# Download des Tages



## kmf (8. Mai 2008)

Die Konkurrenz bietet über Giveaway of the day jeden Tag ein kostenloses Tool, welches aber am Bereitstellungstag auch installiert werden muss. Manchmal ist da ja was ganz passables dabei und wie gesagt - alles für lau! Ich finde das eine ausgezeichnete Idee und frage ob unser Verlag sowas auch bieten kann?


----------



## Falk (9. Mai 2008)

Die Seite funktioniert bei mir nicht.


----------



## der_schnitter (9. Mai 2008)

Bei mir auch nicht.Aber die Idee ist gut und ich hätte bereits einige Software,die mir einfallen würde.Also wenn das was wird,könnten wir ja Ideen sammeln.Bzw weiß ich nicht,ob es sinnvoll ist,jeden Tag irgendwelche Software anzubieten,nur damit was angeboten ist 
Lieber einmal pro Woche,aber dann was gutes/nützliches.
Was sagen denn die Betreiber dieses Forums dazu?


----------



## Genius637 (9. Mai 2008)

ne funzt net^^


----------



## kmf (9. Mai 2008)

Seltsam, bei mir geht die einwandfrei auf. 

Stell mal 2 weitere Links rein und einen für Webmasters.

Giveaway of the Day in German.
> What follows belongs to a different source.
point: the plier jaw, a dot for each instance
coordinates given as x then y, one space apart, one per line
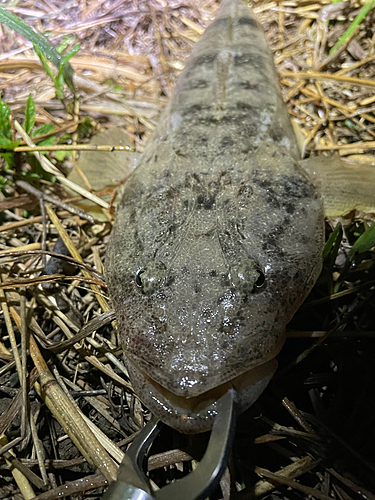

ImageBadger Deluxe - Convert images to various formats from the Windows shell.

Giveaway of the Day in German. Today: ImageBadger Deluxe - ImageBadger ist ein Bilderbearbeitungsprogramm der Extraklasse, das mehr als 140 Formate wie z.B. JPEG, BMP, PNG, GIF, ICON und PSD ...

Giveaway Feed Service Beta

Giveaway of the Day - free licensed software daily - Partner program


----------



## der_schnitter (9. Mai 2008)

Jetzt geht der Link oben bei mir...


----------



## Dr-Datenschutz (10. Mai 2008)

Also bei mir funktioniert sie...
muss schon sagen super Idee


----------



## kmf (30. Mai 2008)

Heute gibt es dort einen geilen DVD-Ripper. Die angegebene Serial funktioniert sogar mit der 5er Ultimate-Version. Man kann/sollte sie auf eigenen Namen registrieren. 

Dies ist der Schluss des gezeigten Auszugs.